For the last two years, people have been quitting their jobs in droves and according to new data analysis, it doesn’t look like they’ll be stopping anytime soon. 

Randstad NV, a global provider of employment services, said that the more flexible job market makes it easier for people to find better jobs that meet their needs than ever before. 

“That is sort of a change today: Employees are more prepared to attach consequences to their unhappiness or not getting what they want,” said Sander van ‘t Noordende, Ranstand’s CEO in a recent Bloomberg interview. “They’re prepared to quit their job if they’re not happy.”  

The Great Resignation was prompted and exacerbated by employees’ mission to create better working conditions for themselves and higher pay through new roles, instead of staying at their current company. 
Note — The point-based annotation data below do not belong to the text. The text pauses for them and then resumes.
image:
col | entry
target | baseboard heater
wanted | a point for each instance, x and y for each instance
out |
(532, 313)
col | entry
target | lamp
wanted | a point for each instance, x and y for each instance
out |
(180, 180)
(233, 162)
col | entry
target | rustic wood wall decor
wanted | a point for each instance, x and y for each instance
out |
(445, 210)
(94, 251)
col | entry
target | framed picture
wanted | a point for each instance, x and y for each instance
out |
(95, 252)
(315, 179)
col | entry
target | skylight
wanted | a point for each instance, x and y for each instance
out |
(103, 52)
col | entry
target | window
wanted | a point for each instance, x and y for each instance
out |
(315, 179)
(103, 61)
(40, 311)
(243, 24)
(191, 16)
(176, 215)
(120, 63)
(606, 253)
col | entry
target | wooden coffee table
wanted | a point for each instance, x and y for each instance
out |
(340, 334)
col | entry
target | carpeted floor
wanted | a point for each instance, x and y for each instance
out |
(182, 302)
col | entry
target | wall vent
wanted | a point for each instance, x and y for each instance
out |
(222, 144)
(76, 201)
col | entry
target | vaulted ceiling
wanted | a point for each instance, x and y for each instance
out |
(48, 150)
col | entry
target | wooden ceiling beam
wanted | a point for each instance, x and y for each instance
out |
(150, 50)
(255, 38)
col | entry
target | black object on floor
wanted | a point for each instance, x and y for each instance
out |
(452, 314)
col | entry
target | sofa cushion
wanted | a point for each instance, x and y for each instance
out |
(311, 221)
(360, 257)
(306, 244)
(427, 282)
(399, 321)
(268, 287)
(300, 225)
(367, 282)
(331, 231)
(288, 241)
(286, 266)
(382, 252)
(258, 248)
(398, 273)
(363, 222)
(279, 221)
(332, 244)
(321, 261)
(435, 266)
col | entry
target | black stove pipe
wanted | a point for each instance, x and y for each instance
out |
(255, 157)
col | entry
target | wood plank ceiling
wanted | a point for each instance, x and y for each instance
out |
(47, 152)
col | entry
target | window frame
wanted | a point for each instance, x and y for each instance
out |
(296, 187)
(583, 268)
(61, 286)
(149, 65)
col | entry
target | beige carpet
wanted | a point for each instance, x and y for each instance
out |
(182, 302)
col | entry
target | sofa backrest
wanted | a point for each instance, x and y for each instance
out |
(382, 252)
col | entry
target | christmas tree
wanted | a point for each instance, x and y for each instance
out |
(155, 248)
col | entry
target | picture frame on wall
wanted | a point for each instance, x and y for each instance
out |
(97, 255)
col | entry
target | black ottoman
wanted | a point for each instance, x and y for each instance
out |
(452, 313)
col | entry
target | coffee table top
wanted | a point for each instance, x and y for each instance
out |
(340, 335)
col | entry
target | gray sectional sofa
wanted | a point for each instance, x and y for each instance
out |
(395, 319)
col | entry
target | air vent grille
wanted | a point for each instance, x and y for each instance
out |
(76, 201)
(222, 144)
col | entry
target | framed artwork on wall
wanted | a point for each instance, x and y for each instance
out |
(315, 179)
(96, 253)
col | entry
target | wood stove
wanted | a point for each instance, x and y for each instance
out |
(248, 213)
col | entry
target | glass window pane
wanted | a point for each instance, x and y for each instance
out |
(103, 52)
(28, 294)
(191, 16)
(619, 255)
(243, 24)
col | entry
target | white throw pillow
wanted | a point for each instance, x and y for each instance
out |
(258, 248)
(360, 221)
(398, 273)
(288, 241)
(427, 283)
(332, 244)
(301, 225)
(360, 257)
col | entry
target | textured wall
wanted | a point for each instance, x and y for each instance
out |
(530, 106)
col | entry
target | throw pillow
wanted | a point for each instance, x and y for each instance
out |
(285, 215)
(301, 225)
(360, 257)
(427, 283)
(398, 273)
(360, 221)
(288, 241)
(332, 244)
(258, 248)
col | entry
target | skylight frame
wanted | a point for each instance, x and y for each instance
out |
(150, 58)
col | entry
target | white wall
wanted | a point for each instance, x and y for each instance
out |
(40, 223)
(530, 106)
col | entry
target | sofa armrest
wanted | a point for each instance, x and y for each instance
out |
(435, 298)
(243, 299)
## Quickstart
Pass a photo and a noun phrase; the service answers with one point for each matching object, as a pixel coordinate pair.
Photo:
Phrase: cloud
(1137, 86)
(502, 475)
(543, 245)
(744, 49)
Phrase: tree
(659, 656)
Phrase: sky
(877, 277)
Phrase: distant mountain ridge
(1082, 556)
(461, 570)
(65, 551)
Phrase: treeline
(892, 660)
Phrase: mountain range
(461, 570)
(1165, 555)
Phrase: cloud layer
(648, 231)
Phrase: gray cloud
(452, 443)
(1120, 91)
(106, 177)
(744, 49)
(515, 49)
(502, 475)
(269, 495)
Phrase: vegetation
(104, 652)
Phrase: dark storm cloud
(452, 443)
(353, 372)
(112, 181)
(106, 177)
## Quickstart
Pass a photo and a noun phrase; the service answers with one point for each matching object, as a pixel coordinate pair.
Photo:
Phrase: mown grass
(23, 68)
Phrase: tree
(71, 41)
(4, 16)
One-third of those surveyed by Randstad reported they left a job because it didn’t fit their personal lives. More than half of Millennials and Gen-Z respondents said they would quit a job if it infringed on their work/life balance. That compares with just over a third of those polled who identify as Baby Boomers.

“Employers really have to raise their game in terms of personalizing the work experience for every individual employee,” van ‘t Noordende said.

With a mostly successful vaccine rollout and a sharp decline in US COVID-19 cases, employers are calling for their employees to return to the office, at least on a hybrid basis. 

“Most senior-level executives understand that they can trust their people,” in terms of flexible work arrangements, he said. “The role of the office is becoming more of a collaboration and meeting place than a place where the work gets done.”